English · Español

Theory 03 — Cost and observability, stitched¶

🇪🇸 Tres piezas separadas — el emisor de coste por petición de Phase 34, la tabla CpQU de Phase 38, y el stack Prometheus/Grafana/Tempo — se unen aquí en un único panel. La regla central: una sola fuente de verdad por número. El coste se mide en un lugar; los demás lo leen. Si dos componentes calculan lo mismo, el panel mostrará 2× lo real y nadie se dará cuenta hasta que sea tarde.

Why stitching is hard¶

Each observability piece, built in isolation, works. Together they over-count, under-count, or double-publish — unless the boundaries are designed.

The three pieces:

Phase 34's cost emitter. A FastAPI middleware that wraps each request, measures wall time per stage, multiplies by r_cpu (€/s on this hardware), and emits a Prometheus histogram (lynx_cost_eur_per_request) plus a span attribute on the request trace.
Phase 38's CpQU table. A weekly batch job that aggregates quality-adjusted cost (cost ÷ accuracy ÷ user value weight) into a markdown table at docs/COSTS.md. CpQU = Cost per Quality Unit.
The observability stack. Prometheus scrapes lynx_cost_eur_per_request; Grafana visualizes; Tempo stores traces; the single dashboard infra/grafana/dashboards/capstone.json joins everything.

Phase 39's job is the contract between them. Six concrete rules below.

Rule 1: One source of truth per number¶

The cost of one request, in Euros, exists in exactly one place: Phase 34's emitter. Every downstream reader (Grafana panel, CpQU aggregator, audit log) reads from that emitter's output. No downstream reader recomputes the cost from raw wall time.

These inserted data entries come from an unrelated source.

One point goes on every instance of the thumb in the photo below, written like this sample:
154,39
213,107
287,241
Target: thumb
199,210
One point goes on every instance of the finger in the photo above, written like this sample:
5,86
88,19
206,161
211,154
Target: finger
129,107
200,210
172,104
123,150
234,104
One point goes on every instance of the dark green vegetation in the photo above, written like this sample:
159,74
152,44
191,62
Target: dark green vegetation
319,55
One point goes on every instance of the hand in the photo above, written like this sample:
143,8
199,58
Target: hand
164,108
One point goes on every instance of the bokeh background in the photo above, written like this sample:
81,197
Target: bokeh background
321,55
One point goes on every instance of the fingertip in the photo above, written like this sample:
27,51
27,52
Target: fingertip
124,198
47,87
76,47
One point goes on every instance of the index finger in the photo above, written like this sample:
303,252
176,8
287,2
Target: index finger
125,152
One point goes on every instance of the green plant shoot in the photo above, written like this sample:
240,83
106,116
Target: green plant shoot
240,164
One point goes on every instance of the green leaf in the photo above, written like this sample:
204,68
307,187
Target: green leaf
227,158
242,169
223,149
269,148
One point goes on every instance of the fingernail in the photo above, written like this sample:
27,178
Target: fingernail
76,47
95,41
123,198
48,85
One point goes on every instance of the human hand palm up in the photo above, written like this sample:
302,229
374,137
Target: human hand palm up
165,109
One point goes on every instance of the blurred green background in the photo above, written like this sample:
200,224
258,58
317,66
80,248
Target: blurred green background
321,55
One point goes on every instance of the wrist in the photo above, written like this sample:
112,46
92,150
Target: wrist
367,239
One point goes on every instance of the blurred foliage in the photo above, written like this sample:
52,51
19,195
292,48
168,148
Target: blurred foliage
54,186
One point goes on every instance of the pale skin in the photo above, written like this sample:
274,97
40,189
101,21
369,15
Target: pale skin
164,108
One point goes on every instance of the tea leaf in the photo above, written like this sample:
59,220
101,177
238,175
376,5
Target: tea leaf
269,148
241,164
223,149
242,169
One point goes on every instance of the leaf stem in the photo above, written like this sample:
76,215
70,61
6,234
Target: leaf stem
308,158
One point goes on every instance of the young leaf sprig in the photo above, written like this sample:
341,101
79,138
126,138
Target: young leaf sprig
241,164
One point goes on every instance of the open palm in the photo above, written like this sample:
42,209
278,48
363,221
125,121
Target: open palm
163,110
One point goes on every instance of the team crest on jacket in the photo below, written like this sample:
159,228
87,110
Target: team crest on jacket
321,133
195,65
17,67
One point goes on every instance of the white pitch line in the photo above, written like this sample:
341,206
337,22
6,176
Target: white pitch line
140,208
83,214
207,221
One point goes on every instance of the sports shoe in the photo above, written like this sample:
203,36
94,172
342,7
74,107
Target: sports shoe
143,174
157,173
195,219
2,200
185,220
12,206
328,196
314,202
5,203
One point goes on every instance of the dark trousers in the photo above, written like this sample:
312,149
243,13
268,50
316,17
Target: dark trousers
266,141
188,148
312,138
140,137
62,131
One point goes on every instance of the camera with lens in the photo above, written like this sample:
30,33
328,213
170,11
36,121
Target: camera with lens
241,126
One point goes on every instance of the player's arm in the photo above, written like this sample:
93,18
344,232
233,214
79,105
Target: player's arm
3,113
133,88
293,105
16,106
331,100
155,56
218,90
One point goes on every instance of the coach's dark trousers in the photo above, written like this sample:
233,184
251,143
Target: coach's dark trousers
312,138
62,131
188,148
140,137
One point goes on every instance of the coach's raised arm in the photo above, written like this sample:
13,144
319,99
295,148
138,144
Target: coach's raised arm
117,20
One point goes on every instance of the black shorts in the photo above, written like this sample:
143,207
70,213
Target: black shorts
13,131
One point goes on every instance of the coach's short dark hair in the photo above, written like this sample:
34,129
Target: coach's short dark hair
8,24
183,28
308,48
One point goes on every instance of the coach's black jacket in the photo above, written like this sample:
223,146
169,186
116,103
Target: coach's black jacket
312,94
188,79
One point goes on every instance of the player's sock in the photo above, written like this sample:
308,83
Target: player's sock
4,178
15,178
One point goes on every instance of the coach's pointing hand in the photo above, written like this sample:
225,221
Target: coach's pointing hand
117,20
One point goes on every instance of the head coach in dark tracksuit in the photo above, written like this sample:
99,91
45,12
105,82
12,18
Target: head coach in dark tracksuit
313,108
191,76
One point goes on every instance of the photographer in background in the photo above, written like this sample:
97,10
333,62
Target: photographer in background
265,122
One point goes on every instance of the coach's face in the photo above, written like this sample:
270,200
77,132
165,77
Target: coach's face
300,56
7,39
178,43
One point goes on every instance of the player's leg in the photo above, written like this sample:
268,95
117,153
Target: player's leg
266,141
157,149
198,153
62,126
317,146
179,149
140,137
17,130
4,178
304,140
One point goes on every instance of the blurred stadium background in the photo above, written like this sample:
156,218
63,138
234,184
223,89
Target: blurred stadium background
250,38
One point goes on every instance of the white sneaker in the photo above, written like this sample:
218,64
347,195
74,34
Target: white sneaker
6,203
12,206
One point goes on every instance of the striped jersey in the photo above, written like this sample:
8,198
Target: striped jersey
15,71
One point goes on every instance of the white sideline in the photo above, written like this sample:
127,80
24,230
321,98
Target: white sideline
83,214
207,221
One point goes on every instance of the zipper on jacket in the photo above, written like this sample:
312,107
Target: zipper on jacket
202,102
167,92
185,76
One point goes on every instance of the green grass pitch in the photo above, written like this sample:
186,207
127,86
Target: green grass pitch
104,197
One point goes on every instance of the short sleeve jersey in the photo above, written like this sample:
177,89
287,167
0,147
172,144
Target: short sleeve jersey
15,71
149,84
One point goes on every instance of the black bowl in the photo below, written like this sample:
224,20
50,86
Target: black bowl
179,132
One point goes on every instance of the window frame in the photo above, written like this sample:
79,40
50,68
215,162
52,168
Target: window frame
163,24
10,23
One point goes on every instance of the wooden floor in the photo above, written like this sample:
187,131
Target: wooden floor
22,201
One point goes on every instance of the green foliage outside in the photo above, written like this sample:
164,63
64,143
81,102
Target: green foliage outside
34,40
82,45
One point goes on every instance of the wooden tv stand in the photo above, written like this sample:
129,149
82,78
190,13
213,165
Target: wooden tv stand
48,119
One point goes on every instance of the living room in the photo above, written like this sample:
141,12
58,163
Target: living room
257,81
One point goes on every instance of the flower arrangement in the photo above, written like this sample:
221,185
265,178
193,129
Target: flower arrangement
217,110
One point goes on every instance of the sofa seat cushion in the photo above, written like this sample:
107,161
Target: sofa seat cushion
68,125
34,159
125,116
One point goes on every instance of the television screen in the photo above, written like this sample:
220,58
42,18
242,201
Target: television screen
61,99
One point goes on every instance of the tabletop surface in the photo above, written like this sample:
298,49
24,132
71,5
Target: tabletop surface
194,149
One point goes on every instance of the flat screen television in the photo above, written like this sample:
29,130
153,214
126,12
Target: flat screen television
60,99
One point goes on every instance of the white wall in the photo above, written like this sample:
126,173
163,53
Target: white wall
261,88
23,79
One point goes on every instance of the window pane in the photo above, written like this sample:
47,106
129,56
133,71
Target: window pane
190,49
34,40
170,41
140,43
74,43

Why this matters: recomputation drifts. If Grafana computes duration_seconds * 0.0001 while the emitter computes duration_seconds * r_cpu(t) where r_cpu(t) is hardware-tier-aware, the numbers diverge. Users see "Grafana says €0.001, the audit log says €0.0008" and trust collapses.

Enforcement: the capstone's docs/COSTS.md lab (Phase 38 lab 03) is input-only for the dashboard; the dashboard does not invert it. The CpQU aggregator reads lynx_cost_eur_per_request_total directly from Prometheus, never from request logs.

Rule 2: Span attributes for joinable cost¶

Each request emits one span (http.request) carrying cost_eur as an attribute. Tempo stores the span; Grafana queries Tempo for traces and renders cost-per-trace.

This avoids the alternative — emitting a Prometheus metric and a log line and a span attribute — which triples storage and creates a JOIN problem ("which line corresponds to which trace?"). Span attribute is the canonical carrier; everything else derives.

The emitter's exact action per request:

span = current_span()
span.set_attribute("cost.eur", request_cost)
span.set_attribute("cost.stage.tokenize.eur", stage_costs["tokenize"])
span.set_attribute("cost.stage.retrieve.eur", stage_costs["retrieve"])
# ... one attribute per stage
cost_histogram.observe(request_cost)   # Prometheus, for time-series

The Prometheus histogram exists because traces are sampled (typically 1%) and the cost time-series must be exact. Both views are populated from one computation.

Rule 3: Cost decomposition identity¶

The Plan's §2 identity:

\[\text{cost}_{\text{req}} = \sum_{\text{stages}} \text{cost}_{\text{stage}} = \sum_{\text{stages}} T_{\text{stage}} \cdot r_{\text{cpu}}\]

The capstone verifies this at runtime within each request. The emitter computes both sides; if they disagree by > 0.1%, the request logs a cost_identity_violation event and the panel flashes red.

This catches:

A new stage added without registering its timing with the emitter (its time accrues to "other" — the identity holds only if "other" is bounded).
A stage that double-counts (its time is included in two with timer(): blocks).
A stage that emits cost but doesn't appear in the stage list (orphan stage cost — total < sum).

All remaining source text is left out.